What isn't so obvious are small mistakes you made that didn't eliminate you but may have costed you a bet here or a bet there and they're often where you're really making big mistakes. While often you played your bustout hand perfect but will still 2nd guess yourself on it.

The elimination hand needs to be downgraded in the mind, not upgraded.

yvesaint
12-27-2005, 06:42 PM
What does it mean if I'm only eliminated because of bad beats

Degen
12-27-2005, 06:45 PM
i think any one given hand, in a vacuum, is rather meaningless


however i think there is great value in keeping these records (and i think i am going to start now...) because trends can probably tell us a great deal

i usually go broke on failed blind stealing attempts or when i get sucked out on-i'd guess many fish go broke when they cannot release beat hands

12-27-2005, 06:57 PM
It means your middle names should be "Hellmuth-Filmaff".

el_dusto
12-27-2005, 10:42 PM
today?

mostly outdrawn. two 2-outers, a few 3-outers.
top pair overplayed into a flopped set, 2 or 3 times.
TP2K into TPTK once.
idiot end of a 4-card board straight once.
two failed steal attempts.

man... i'm a donk.

mts
12-27-2005, 10:57 PM
i sort of agree it does matter.... if you're a bad player you will recognize a pattern. Otherwise, i'm not sure.

12-27-2005, 11:09 PM
i think it is more important to focus on the hands that caused you to go broke, not necessarily eliminated.

bobbycharles
12-28-2005, 12:07 AM
I cuss the bad beats as much as the next guy. It truly seems I only get knocked out when I get my chips in the middle with the lead and get sucked out on. But after reading this and a few other posts, I now realize, I need to ask the questions: Why am I often in the situation that I'm putting all of my chips in the middle - is it really necessary or am I too aggressive? Is my table image such that I'm getting more calls than I should? Am I not accumulating enough chips earlier in the tourney? etc etc.

Overall, I think more reflection is needed for ALL stages of the game, but the last hand is always the one you remember.

DWarrior
12-28-2005, 01:32 AM
I think for me it's mostly lost bets on previous rounds. For example, going broke on QQ vs AKo. Some may blow this off as just a coinflip and hope for a better day, but I look at the mistakes I made previously.

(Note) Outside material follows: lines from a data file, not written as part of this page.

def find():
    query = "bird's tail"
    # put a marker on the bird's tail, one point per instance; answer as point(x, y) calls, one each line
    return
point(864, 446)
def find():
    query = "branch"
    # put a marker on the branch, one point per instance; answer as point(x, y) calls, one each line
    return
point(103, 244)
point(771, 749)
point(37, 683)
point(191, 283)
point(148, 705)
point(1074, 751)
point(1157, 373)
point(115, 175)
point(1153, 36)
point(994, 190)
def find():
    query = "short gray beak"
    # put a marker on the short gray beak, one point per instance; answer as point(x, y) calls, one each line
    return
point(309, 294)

Say I have 2k and average is 3k, now I'm flipping a coin to get 4k or bust, but if I lost 200 in chips to lost opportunities, that flip should have been between 4.4k or bust instead, so every mistake I make in early rounds I usually view as at least double that loss because I'll usually have to survive a flip or worse at some point in the tournament. It used to be that a flip for me would mean the difference between getting to the average or going broke, but the recent bustouts I've had were flips that were the difference between becoming one of the chip leaders or going broke, so it's obvious that I'm on the right track.

Also, lost bets may be the reason why you go broke at times. Say you lost 500 to stupid plays and lost bets early on, and you survive a coin flip and a favorable all-in and now you're at 8k, when you should have been at 10k. Then you go broke with KK vs AA to a guy who has 9k in chips. Well, those extra 500 chips would have left you with 1k now, not a lot, but still a fighting chance.

The hands I get eliminated or crippled on will generally be either a lost flip, KK vs AA-type hands, or a failed bluff/semibluff. The real problem for me are the lost bets and misplays on previous hands that lead me to the final hand so what I do now is try and remember a hand in a tournament that I misplayed that would have lead me to be in a more favorable spot in a tournament. I want to make it so that when I have to really gamble, winning will put me in a signifficantly more favorable position and not just bail me out until the next big hand.

Maybe for someone like Phil Ivey, who makes a lot less mistakes, the final hand matters more, but I definitely make a ton of mistakes in other hands to make the last hand no different than the others.